Não se trata de fazer apologia a “vagabundagem”. Apenas uma mente neolítica seria capaz de enxergar isso numa frase do tipo. A questão é “um pouco” mais profunda – e REAL.
A concepção de trabalho quem (ainda) grande parte da humanidade (supostamente) esclarecida tem, é aquela do século XIX. Ou seja: passar infindáveis horas por dia, por infindáveis anos, diante de uma máquina ou tela ou mesma EXECUTANDO uma atividade REPETITIVA, sem possibilidades de CRIAÇÃO. Isso não é, a meu ver, o significado de Trabalho.
Você trabalha quando executa qualquer atividade útil.
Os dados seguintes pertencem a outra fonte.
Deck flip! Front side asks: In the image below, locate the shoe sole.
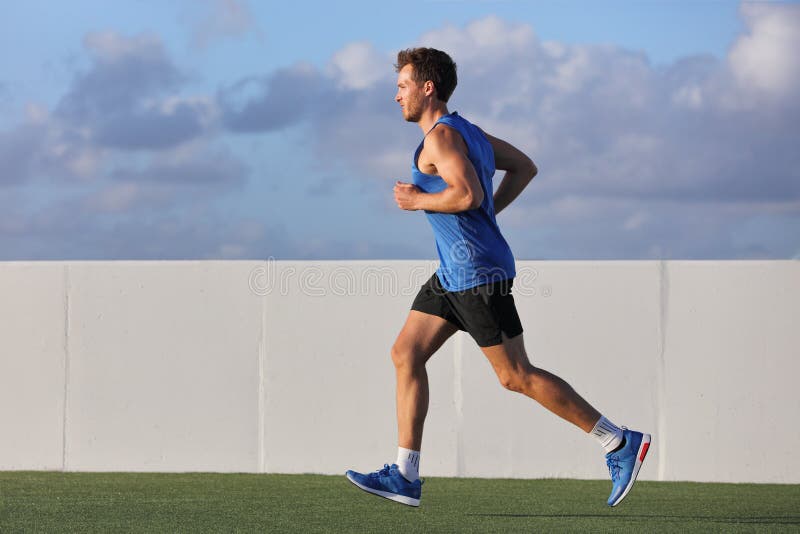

Isso pode ser feito quando você está deitado numa rede pensando; ou vê um filme alternativo; ou estuda algo diferente daquilo que você se formou; ou faz um serviço comunitário; ou conversa com um colega sobre sociedade, espiritualidade, música, amor, relações, família, ciência, Deus, vida, envelhecimento, sentido das coisas, etc; ou vai no teatro; ou assiste um show ou concerto; ou escreve um texto; ou vivencia sua família; ou faz atividade física; ou conhece gente nova; ou faz amor; ou etc. Todas são atividades essenciais ao ser humano.
A maioria de nós não está preparada para dar o próximo passo rumo a um novo mundo. Temos pavor do que fazer com o tempo livre porque nunca tivemos ele de fato.
As classes abastadas, mesmo possuindo-o, fizeram uso inconsequente do mesmo, submentendo seus semelhantes a um regime cruel (até hoje). Claro, existem raras exceções (os sábios que eu tanto admiro e alguns outros que ainda desconheço). Mas são muito poucos.
O mundo menos cruel de hoje só foi realizável porque muitos se dedicaram a propagar a verdade e ir a fundo em questões essenciais.
Vamos continuar o trabalho dessas pessoas e construir um mundo melhor para todos.